Oui, ces choses me touchèrent. Et puis l’abandon des pauvres malheureux sur la terre étrangère, sans pain, sans argent, sans secours, sans amis ; le travail mercenaire de gens habitués à l’aisance ; la femme et les jeunes filles forcées de s’humilier au service des autres ; le vieillard courbé sous le travail, si pénible quand on a déjà tant travaillé dans sa vie et qu’on voudrait se reposer un peu. Quelle histoiret et tout cela par la volonté d’un vieux mauvais sujet, qui se figurait faire ainsi son salut.

Finalement le maître de poste nous dit qu’après avoir beaucoup souffert, après avoir traîné la misère longtemps, — tous leurs biens en France étant vendus, ou donnés à la mauvaise race, en récompense de ses dénonciations, — son grand-père et sa grand’mère avaient pourtant fini par amasser quelque chose avant de mourir ; et que leurs enfants et petits-enfants ayant l’exemple du travail, de l’économie et de la probité devant les yeux, étaient redevenus aisés et même riches, jouissant de la considération de tout le pays.

Et comme je lui demandais :

« Mais vous n’avez jamais regretté votre nom de Français ? Est-ce qu’il ne vous reste rien là pour la vieille patrie ? Nous ne vous avons jamais fait de mal, nous ; c’est le roi seul, conseillé par les évêques, qui vous à bannis ; et dans ce temps l’ignorance du peuple était si grande, qu’il faut plutôt le plaindre que le haïr. »

Il me répondit :

« Tant que les Bourbons ont régné sur la terre de France, personne de nous n’a regretté la patrie ; mais depuis que le peuple s’est levé, depuis qu’il a proclamé les droits de l’homme et qu’il a pris les armes pour les défendre contre tous les despotes, notre vieux sang s’est réveillé, et chacun de nous s’est dit avec fierté : « Je suis aussi Français ! »

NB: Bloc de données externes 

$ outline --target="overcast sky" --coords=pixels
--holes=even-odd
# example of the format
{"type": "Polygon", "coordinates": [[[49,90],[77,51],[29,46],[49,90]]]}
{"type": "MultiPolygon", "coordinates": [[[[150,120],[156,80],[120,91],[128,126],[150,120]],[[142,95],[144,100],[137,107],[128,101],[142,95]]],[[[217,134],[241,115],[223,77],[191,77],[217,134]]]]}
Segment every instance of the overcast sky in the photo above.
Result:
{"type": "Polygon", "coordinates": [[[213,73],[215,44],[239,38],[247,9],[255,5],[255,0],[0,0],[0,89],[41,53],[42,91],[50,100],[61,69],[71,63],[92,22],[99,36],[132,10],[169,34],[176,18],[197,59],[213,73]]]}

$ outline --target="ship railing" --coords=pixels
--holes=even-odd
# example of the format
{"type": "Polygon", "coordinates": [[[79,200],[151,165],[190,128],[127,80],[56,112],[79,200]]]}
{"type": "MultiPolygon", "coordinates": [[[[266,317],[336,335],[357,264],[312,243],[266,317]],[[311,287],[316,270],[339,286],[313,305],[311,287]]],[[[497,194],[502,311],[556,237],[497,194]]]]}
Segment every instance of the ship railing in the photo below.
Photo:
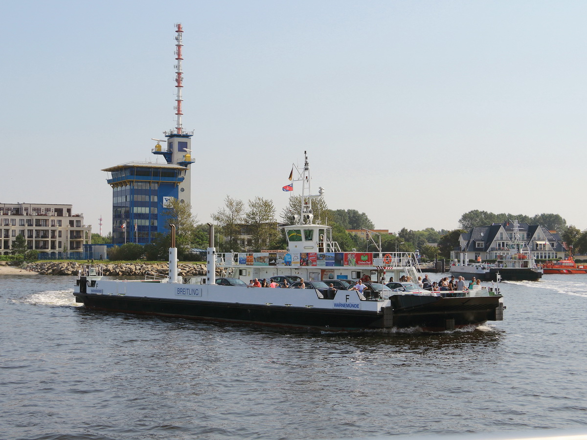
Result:
{"type": "MultiPolygon", "coordinates": [[[[239,258],[242,257],[243,255],[245,257],[248,258],[248,259],[250,261],[251,259],[254,259],[255,256],[258,258],[260,258],[261,259],[259,261],[256,262],[257,265],[259,265],[259,262],[261,264],[259,265],[269,265],[269,254],[275,253],[282,256],[285,253],[290,253],[292,255],[299,255],[299,253],[291,253],[291,252],[218,252],[216,253],[216,265],[220,266],[237,266],[240,264],[246,264],[246,263],[243,263],[242,260],[241,262],[239,263],[239,258]],[[266,261],[265,261],[266,260],[266,261]]],[[[394,269],[400,269],[402,268],[411,267],[416,269],[417,272],[421,272],[422,269],[420,267],[420,263],[418,260],[418,257],[414,252],[315,252],[316,254],[322,253],[328,253],[328,254],[336,254],[336,253],[342,253],[345,255],[356,256],[356,254],[367,254],[367,256],[370,256],[370,260],[372,262],[372,265],[375,266],[383,266],[383,267],[391,267],[394,269]]],[[[345,260],[348,260],[348,257],[345,258],[345,260]]],[[[298,259],[298,260],[299,259],[298,259]]],[[[254,265],[255,265],[254,262],[254,265]]],[[[354,267],[352,265],[349,265],[345,266],[345,267],[354,267]]]]}
{"type": "Polygon", "coordinates": [[[145,281],[162,281],[167,279],[167,275],[163,275],[157,272],[148,272],[145,273],[145,281]]]}

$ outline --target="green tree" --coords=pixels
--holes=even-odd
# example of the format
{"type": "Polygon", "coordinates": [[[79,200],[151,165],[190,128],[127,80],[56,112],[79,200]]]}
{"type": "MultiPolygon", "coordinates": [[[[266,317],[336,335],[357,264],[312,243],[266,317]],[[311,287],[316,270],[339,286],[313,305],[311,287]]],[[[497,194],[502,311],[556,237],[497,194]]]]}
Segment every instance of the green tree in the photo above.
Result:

En parlant, tout à coup il était devenu pâle ; il se leva pour ne pas laisser voir son trouble et se promena lentement autour de la salle, les mains sur le dos et la tête penchée.

Alors Jean-Baptiste Sôme, qui avait écouté tout pensif, le coude allongé sur la table, vida les cendres de sa pipe et dit :

« Oui, oui, c’est encore plus terrible que les massacres de septembre !… Et pourtant la patrie n’était pas en danger : les traîtres ne livraient pas nos places fortes, les Prussiens n’envahissaient pas la Champagne ; ces pauvres protestants ne conspiraient pas contre le pays ; ils se tenaient bien tranquilles et ne demandaient qu’à prier le bon Dieu à leur manière. Mais voici minuit, il est temps d’aller nous coucher ; la colonne se mettra en marche demain de grand matin. »

Nous nous levâmes tous, et le maître de poste, allumant une petite lampe, nous conduisit dans le vestibule, au pied de l’escalier, en nous souhaitant le bonsoir.

Ces choses me sont restées !… Je crois même les avoir écrites dans le temps à Marguerite. La lettre s’est perdue ; mais je ne pense pas n’être trompé de beaucoup, en vous racontant les paroles du maître de poste d’Alzey. Si ses petits-enfants vivent encore, ils pourront lire ce que pensait leur grand-père, du roi Louis XIV, et je souhaite que cela leur fasse plaisir.